Like any other business, it is important for faculty to gather information from our customers to see how well we are doing. In business world, this is done through comment cards, social media, or other methods such as surveys. At the University of Saskatchewan, we have the SEEQ (Student Evaluation of Educational Quality) questionnaire. We have recently moved to an online format of evaluation, and yesterday I received an email stating that my results were in. It is always with a bit of nervousness that I open these as I want to see if my idea of how the course went matches the students’ perception.
I think the best part of the student evaluations are the comments as these are actually what the students want to say, not the answer to a question they might not care about. It is fun to get together with other teachers and discuss the comments. One of my favorites was from a grad student friend of mine who was told his shoes were too squeaky. This year, my comments were pretty positive, but there was some room for improvement in providing timely feedback and making the class a little different from another class.
As these are anonymous, I think I can post some of the better (funnier) comments. I chose not to post the comments that said I was terrible.
Student: I had a wonderful time this semester attending this class. Eric is full of humor which kept the class light and I only fell asleep during class once the entire semester! :)
Student: Even the 5 page essay was interesting to research and didn’t feel like a form of punishment.
Student: Previous students said this class was easy but apparently that changed… with no warning.. until the mid-term.
And finally, one that I will have to show the folks in charge of tenure and promotion…
Student: One of the best lecturers I have encountered so far.
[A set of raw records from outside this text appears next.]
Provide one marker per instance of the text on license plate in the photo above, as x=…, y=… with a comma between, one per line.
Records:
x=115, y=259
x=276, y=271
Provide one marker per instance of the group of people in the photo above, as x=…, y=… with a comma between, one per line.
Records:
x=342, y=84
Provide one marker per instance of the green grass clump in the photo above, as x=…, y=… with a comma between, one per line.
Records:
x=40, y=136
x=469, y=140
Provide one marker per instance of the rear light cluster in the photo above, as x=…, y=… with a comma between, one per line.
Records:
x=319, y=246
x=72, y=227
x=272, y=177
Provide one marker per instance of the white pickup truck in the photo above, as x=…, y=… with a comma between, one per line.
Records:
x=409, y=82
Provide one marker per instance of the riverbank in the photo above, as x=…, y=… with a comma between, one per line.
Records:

Even though he is currently an assistant professor, he deserves to be a professor. Excellent at making a boring topic more interesting.
Well, the school year is finally over for me. Exams have been marked and grades are submitted, so now I get to do what I want to do. I am currently working on a few research projects and will be presenting some of the findings at various conferences this summer.
The first conference I am attending is the Alberta Agricultural Economics Association meetings which are being held in Red Deer, Alberta. This is my first go-round as an invited speaker, so that is new. At these meetings, I will be presenting some of my research on agricultural innovation. I have never attended this conference, so I am excited to see the presentations and meet some new people. The world of agricultural economics is a small one, and even more so when it is limited to a specific region within a specific country. For those interested, a copy of my slides are available here
After the Red Deer meetings, I have a few weeks at Saskatoon before on the road to Las Vegas and Atlanta for two other meetings. Then off to Warsaw and Washington, DC in July and August. Should be a fun summer!